Jonathan Cahn, the author of “The Harbinger,” also sees a connection. He said, “Trump’s proclamation concerning Jerusalem holds striking parallels to the decree of the Persian king Cyrus as recorded in the Bible.” He went on to explain that “each proclamation recognizes the right of the Jewish people to the land of Israel. The result of Cyrus’ decree was the rebuilding of Jerusalem after 70 years. The result of Trump’s decree was the inauguration of the American embassy in Jerusalem after 70 years of Israel’s existence—to the exact day.”
Cahn also sees significance in Trump becoming president at age 70. Many Christians perceive meaning in the pattern of the number 70 in Trump’s presidency that correlates to scriptural passages. In his latest book, “The Oracle,” Cahn explains that Donald Trump moved the U.S. embassy from Tel Aviv to Jerusalem exactly 70 years from when the Jewish state was formed. Seventy years was also the length of the Jewish exile foretold by Jeremiah, who wrote: “For thus says the Lord: After seventy years are completed at Babylon, I will … perform My good word toward you, and cause you to return.”
The prophecy was fulfilled when Cyrus became king of Persia exactly 70 years after the exile. And according to Cahn, the separation of the newborn Jewish state from Jerusalem and the world’s refusal to grant Israel legal recognition of its ancient capital was a type of exile ended by Trump. As I mentioned previously, President Harry Truman, who recognized Israel soon after its birth was announced in 1948, even referred to himself as Cyrus because he encouraged the Jewish diaspora to return home. Raised going to Sunday school, Truman knew the prophecies that the Jewish people would one day return to their homeland. So if Trump is also like Cyrus, the two Cyruses frame the 70 years of Israel’s existence.
In “The Oracle,” Cahn elaborates:
“And when [President Trump] issued that declaration, he made special mention of another president. He spoke of the other Cyrus, Harry Truman. And his declaration contained the phrase that would link the modern declaration to the ancient—the phrase 70 years. He said this: ‘It was 70 years ago that the United States, under President Truman, recognized the State of Israel.’ So the proclamation itself makes note that the proclamation is itself going forth at the end of a 70-year period.”
I’m proud to call Cahn a close friend and to also be his publisher. “The Harbinger” has been the best-selling book my company has ever published, and it has spawned other popular books, including “The Paradigm.” Here, Cahn found in the Old Testament comparisons between contemporary and ancient leaders, including between two couples: the wicked King Ahab and his pagan wife, Jezebel, and Bill and Hillary Clinton. In Christian prophetic circles, preachers like to use Jezebel to represent any evil, but never before “The Paradigm” had anyone shown the parallels between Ahab and Jezebel and Bill and Hillary Clinton in such a detailed way.
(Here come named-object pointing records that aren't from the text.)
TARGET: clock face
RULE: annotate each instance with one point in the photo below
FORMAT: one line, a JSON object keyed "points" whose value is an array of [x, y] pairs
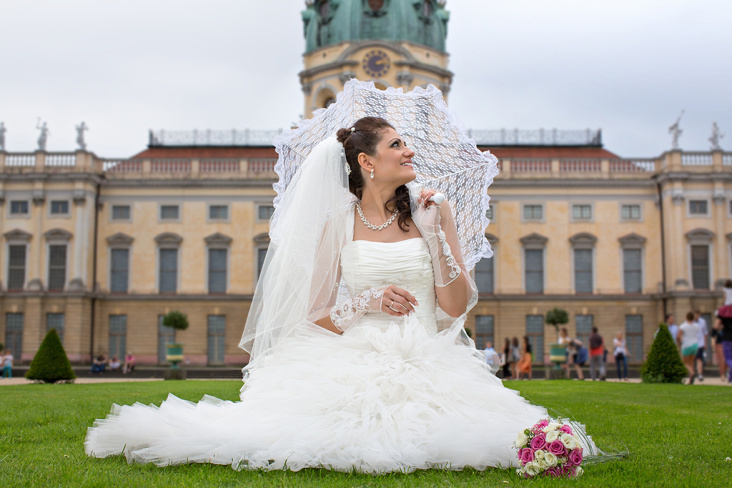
{"points": [[376, 63]]}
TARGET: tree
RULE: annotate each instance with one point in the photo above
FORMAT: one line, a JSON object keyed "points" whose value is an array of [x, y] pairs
{"points": [[176, 320], [50, 363], [664, 363], [556, 317]]}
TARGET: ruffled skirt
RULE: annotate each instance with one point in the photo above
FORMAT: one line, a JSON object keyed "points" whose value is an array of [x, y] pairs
{"points": [[378, 398]]}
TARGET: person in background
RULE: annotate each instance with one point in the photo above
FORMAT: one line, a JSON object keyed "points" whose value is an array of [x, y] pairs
{"points": [[724, 326], [672, 327], [7, 362], [515, 357], [492, 358], [524, 364], [114, 364], [621, 356], [129, 365], [507, 359], [597, 353], [701, 343], [688, 342]]}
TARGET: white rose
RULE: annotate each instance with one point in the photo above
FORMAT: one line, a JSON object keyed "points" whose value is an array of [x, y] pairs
{"points": [[520, 439], [569, 441]]}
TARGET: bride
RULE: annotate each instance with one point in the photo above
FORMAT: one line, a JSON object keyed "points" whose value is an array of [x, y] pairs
{"points": [[360, 360]]}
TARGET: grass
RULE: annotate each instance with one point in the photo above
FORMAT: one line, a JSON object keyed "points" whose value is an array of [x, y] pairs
{"points": [[676, 436]]}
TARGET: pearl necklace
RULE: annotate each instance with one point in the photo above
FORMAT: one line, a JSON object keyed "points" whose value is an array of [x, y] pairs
{"points": [[369, 224]]}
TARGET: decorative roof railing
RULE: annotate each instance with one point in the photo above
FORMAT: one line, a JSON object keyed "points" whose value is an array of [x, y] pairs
{"points": [[193, 138], [540, 137]]}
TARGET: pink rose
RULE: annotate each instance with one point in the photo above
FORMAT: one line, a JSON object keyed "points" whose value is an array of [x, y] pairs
{"points": [[557, 448], [575, 457], [539, 441], [526, 455]]}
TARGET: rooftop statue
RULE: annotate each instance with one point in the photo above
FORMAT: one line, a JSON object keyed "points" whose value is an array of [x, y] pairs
{"points": [[43, 137], [716, 136]]}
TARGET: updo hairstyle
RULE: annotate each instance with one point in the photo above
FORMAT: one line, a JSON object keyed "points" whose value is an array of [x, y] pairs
{"points": [[365, 136]]}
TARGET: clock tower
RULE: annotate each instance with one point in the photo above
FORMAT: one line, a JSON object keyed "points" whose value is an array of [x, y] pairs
{"points": [[394, 43]]}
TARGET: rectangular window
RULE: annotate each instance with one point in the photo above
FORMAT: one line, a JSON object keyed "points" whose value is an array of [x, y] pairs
{"points": [[56, 321], [697, 207], [634, 337], [217, 270], [57, 267], [14, 335], [166, 335], [16, 267], [700, 267], [534, 259], [632, 270], [581, 212], [19, 207], [535, 331], [169, 212], [533, 212], [120, 270], [261, 254], [583, 270], [120, 212], [484, 275], [265, 212], [218, 212], [118, 336], [59, 207], [483, 330], [630, 212], [168, 270], [583, 326], [216, 338]]}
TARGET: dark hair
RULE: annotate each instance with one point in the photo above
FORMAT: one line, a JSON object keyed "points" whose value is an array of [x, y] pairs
{"points": [[364, 138]]}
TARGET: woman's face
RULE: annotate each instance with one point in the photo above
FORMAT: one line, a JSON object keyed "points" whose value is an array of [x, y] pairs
{"points": [[393, 159]]}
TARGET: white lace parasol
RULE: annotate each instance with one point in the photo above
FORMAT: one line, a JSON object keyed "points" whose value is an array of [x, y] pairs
{"points": [[446, 159]]}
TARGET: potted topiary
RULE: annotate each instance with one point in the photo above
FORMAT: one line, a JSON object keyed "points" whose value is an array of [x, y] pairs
{"points": [[664, 364], [174, 354], [50, 364], [557, 352]]}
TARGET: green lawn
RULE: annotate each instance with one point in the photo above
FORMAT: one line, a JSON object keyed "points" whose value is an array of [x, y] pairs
{"points": [[676, 436]]}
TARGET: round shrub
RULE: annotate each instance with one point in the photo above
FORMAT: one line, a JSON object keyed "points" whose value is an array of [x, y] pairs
{"points": [[50, 363], [664, 364]]}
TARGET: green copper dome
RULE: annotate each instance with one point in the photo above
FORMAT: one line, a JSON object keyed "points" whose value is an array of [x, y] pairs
{"points": [[328, 22]]}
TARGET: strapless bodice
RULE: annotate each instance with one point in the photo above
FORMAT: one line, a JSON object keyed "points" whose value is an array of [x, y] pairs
{"points": [[406, 264]]}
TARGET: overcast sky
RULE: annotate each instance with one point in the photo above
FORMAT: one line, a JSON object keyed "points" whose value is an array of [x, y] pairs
{"points": [[125, 66]]}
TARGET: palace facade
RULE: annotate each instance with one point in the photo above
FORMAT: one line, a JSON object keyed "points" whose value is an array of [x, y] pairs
{"points": [[101, 248]]}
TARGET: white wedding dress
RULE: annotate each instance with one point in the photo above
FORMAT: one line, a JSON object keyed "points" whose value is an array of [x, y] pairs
{"points": [[387, 395]]}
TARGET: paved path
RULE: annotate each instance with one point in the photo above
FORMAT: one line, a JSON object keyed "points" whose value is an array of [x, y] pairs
{"points": [[715, 381]]}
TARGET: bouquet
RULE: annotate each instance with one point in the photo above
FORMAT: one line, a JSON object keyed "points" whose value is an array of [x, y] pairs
{"points": [[549, 448]]}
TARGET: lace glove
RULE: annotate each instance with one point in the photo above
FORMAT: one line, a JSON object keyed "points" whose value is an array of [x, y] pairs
{"points": [[427, 220], [349, 312]]}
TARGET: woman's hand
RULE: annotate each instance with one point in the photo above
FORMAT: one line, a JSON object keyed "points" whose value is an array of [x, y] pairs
{"points": [[397, 301]]}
But Cahn does not stop there. He goes on to show parallels between Bible characters and other leaders, including Barack Obama. The Clintons and Obama won’t be running against Trump in 2020, so you might be asking yourself why this matters in a book about the upcoming election. It matters because the timing of each leader’s emergence on the national stage and his or her rise to prominence matches the parallels from Israel’s history that Cahn uncovers in his book.
And all of it leads up to Donald Trump.